More examples, followed by the output they generate:

tcl;
eval {
 
 # Example 1: getting double-quotes passed through tcl to mql for inclusion in an attribute value
  set lCmd [list mql modify bus T1 N1 0 "Multiline String"  "String with \"double-quotes\" and more"]
  puts "\nlCmd=$lCmd"
  set mqlret [catch {eval $lCmd} sOut]
  if {$mqlret != 0} {
      puts "Error: $sOut"
  }
 
 # Example two: getting square brackets through - frequent in dealing with various selects.
  set lCmd [list mql print bus T1 N1 0 select "attribute\[Multiline String\]" "state\[one\].actual" dump]
  puts "\nlCmd=$lCmd"
  set mqlret [catch {eval $lCmd} sOut]
  if {$mqlret != 0} {
      puts "Error: $sOut"
  } else {
     puts "Result: $sOut"  }
 
 # Example 3: getting single-quotes passed through tcl to mql for inclusion in an attribute value
 # Easy - single quotes are not special to tcl
  set lCmd [list mql modify bus T1 N1 0 "Multiline String"  "String with 'single-quotes' and more"]
  puts "\nlCmd=$lCmd"
  set mqlret [catch {eval $lCmd} sOut]
  if {$mqlret != 0} {
      puts "Error: $sOut"
  }
  # Verify:
  set lCmd [list mql print bus T1 N1 0 select "attribute\[Multiline String\]" dump]
  set mqlret [catch {eval $lCmd} sOut]
  if {$mqlret != 0} {
      puts "Error: $sOut"
  } else {
     puts "Result: $sOut"
  }
}
 

Output from the above looks like this:

lCmd=mql modify bus T1 N1 0 {Multiline String} {String with 
"double-quotes" and more}
 
lCmd=mql print bus T1 N1 0 select {attribute[Multiline String]} 
{state[one].actual} dump
Result: String with "double-quotes" and more,Fri Aug 20, 2004 8:58:10 AM EDT
 
lCmd=mql modify bus T1 N1 0 {Multiline String} {String with 'single-quotes' and more}
Result: String with 'single-quotes' and more

One exception to escape processing is that it cannot be used for characters that are part of a keyword in an expression. Keywords are such things as match, attribute, ge, ==, and AND. They have a special meaning within expressions and backslashing their characters is neither necessary nor will it work properly.

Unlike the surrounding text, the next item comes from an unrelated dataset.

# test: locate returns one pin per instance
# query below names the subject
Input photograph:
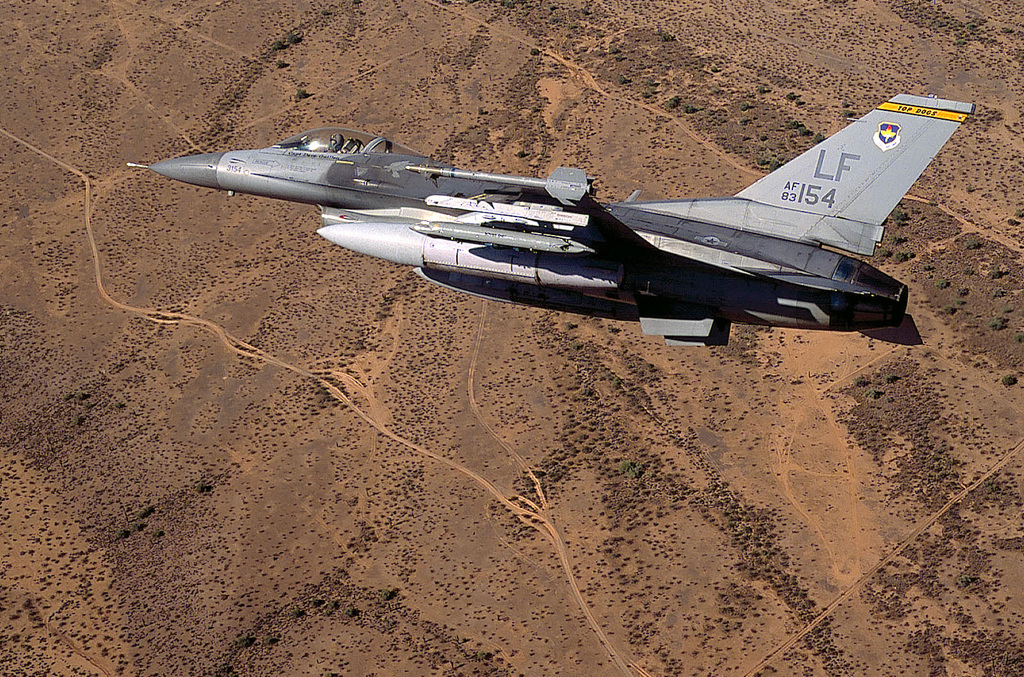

Use of special characters in administrative object names must be avoided. Even escaping special characters in this case does not work as shown in the example below (the name of the attribute is “My]Attr”):

escape print bus MyType MyName MyRev select attribute[My\]Attr];

There is also one instance where a backslash does not change the function of the following character. In an MQL command, if a line with a comment ends with a backslash, the comment does not continue to the next line. For more information, see Appendix: Macros.

You can modify any query that you own, and copy any query to your own workspace that exists in any user definition to which you belong or that is defined as visible to you. As an alternative to copying definitions, business administrators can change their workspace to that of another user to work with queries that they do not own.